The determination of the latent and sensible heat fluxes at the sea surface viewed as an inverse problem

Abstract

The determination of the latent and sensible heat fluxes at the air‐sea interface is formulated here as an inverse problem: given an upper ocean model, one seeks the successive values of the “nonsolar” surface heat flux Fnsol (sum of the latent, sensible, and net infrared fluxes) that yield a nearly exact simulation of the observed evolution of the sea surface temperature (SST). The model is otherwise forced by surface insolation and wind stress data. Provided that an estimate of the infrared flux is available, the sum of the latent and sensible heat fluxes is directly obtained as the difference between Fnsol and the infrared flux. A major interest of this approach is that all surface inputs (stress, SST, long‐wave and shortwave radiation) can be measured from a satellite.
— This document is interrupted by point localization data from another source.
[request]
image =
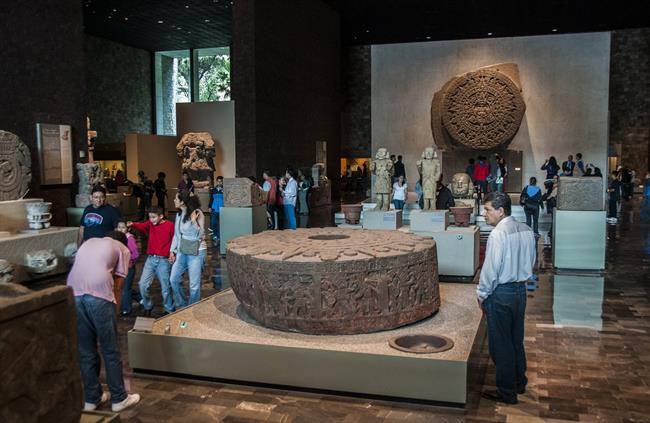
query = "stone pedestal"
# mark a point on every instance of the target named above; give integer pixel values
(39, 367)
(429, 221)
(386, 220)
(238, 221)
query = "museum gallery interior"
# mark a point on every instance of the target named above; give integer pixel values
(324, 210)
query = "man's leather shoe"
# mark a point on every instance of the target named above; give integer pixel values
(497, 397)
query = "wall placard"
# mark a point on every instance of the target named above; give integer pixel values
(54, 144)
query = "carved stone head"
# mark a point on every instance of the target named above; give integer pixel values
(382, 153)
(460, 185)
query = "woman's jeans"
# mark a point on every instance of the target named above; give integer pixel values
(125, 306)
(505, 310)
(290, 216)
(97, 321)
(193, 265)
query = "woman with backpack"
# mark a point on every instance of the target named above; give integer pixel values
(531, 200)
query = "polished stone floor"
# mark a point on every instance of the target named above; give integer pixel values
(587, 342)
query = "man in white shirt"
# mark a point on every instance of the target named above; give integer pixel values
(509, 261)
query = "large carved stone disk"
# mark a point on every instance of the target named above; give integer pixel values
(482, 109)
(15, 167)
(333, 280)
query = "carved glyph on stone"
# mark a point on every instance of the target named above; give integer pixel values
(382, 168)
(478, 110)
(196, 150)
(242, 192)
(429, 169)
(15, 167)
(461, 186)
(580, 193)
(334, 280)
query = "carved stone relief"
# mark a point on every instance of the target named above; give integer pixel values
(333, 280)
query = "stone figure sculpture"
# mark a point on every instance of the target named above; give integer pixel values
(429, 169)
(15, 167)
(478, 110)
(382, 167)
(196, 150)
(461, 186)
(334, 280)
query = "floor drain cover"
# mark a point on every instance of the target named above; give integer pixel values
(421, 344)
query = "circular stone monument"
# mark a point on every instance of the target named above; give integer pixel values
(333, 280)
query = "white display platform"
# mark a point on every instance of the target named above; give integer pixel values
(429, 221)
(238, 221)
(457, 250)
(215, 338)
(579, 239)
(385, 220)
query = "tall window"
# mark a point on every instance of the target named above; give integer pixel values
(189, 75)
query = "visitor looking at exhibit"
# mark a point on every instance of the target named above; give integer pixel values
(96, 279)
(509, 260)
(188, 249)
(98, 218)
(159, 232)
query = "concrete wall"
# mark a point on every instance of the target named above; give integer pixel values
(217, 118)
(565, 81)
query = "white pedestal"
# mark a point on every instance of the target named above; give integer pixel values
(238, 221)
(579, 239)
(457, 250)
(429, 221)
(386, 220)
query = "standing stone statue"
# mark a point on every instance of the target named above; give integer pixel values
(429, 169)
(382, 167)
(15, 167)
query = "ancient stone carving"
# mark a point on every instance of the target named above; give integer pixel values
(41, 261)
(196, 150)
(38, 215)
(38, 335)
(242, 192)
(15, 167)
(382, 167)
(461, 186)
(334, 280)
(479, 110)
(90, 174)
(580, 193)
(429, 169)
(6, 271)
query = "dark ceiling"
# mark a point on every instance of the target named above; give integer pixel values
(180, 24)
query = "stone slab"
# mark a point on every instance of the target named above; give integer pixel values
(218, 328)
(386, 220)
(580, 193)
(429, 221)
(238, 221)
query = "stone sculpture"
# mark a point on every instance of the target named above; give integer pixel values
(429, 169)
(580, 193)
(461, 186)
(334, 280)
(41, 261)
(478, 110)
(6, 271)
(242, 192)
(40, 374)
(196, 150)
(382, 168)
(38, 215)
(90, 174)
(15, 167)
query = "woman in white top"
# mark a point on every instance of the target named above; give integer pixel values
(399, 193)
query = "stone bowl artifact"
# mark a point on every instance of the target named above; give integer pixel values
(461, 215)
(334, 280)
(352, 213)
(421, 344)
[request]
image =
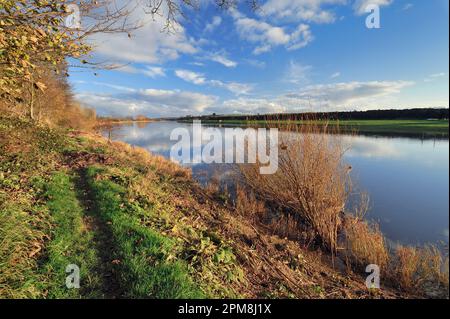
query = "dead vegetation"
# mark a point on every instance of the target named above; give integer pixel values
(306, 201)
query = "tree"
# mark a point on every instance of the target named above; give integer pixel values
(35, 38)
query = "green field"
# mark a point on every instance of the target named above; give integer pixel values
(400, 127)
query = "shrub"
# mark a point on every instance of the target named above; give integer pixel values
(311, 181)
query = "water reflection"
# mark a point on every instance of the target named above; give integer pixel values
(407, 179)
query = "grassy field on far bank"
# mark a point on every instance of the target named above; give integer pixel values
(139, 226)
(405, 127)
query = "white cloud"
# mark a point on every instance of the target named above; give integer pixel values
(149, 102)
(300, 10)
(189, 76)
(147, 70)
(153, 71)
(337, 96)
(216, 21)
(248, 106)
(297, 73)
(267, 36)
(407, 6)
(335, 75)
(146, 44)
(234, 87)
(199, 79)
(360, 5)
(351, 95)
(222, 59)
(256, 63)
(435, 76)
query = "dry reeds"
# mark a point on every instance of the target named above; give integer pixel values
(365, 244)
(311, 181)
(246, 203)
(419, 268)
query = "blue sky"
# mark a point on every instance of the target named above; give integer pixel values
(288, 56)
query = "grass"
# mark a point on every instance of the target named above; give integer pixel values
(71, 243)
(139, 227)
(406, 127)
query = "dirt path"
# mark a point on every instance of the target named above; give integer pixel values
(102, 238)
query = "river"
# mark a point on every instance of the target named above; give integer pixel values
(407, 179)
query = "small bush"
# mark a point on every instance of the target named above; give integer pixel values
(417, 269)
(365, 244)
In this preliminary exploration of the inverse flux estimation technique, attention is restricted to situations where the oceanic advection is weak so that a one‐dimensional ocean model can be used. The inverse problem, in a rudimentary form, is solved using a simple iterative shooting method. The inverse flux estimation technique is tested using a 2‐year data set from station P, in the Gulf of Alaska, and a 2‐week data set from the Long‐Term Upper Ocean Study (LOTUS) experiment, in the Sargasso Sea. The first tests are performed using regularly sampled in situ measurements of the stress, SST, and insolation, rather than actual satellite data. At both test sites the inverse‐derived estimates of Fnsol prove to be consistent with the observed changes of the upper ocean heat content over periods of a few days. On the other hand, the inverse‐derived heat fluxes exhibit a large diurnal variability that is not present in classical bulk‐derived estimates. This difference in the short‐term variability of the two flux estimates is as yet unexplained. The final tests at LOTUS involve actual satellite data for the isolation and SST. Using the few available satellite measurements, the inverse technique still provides a realistic mean flux estimate. The simulated evolution of the SST in between the satellite observations agrees well with in situ observations, and a fair simulation of the deeper temperatures is obtained.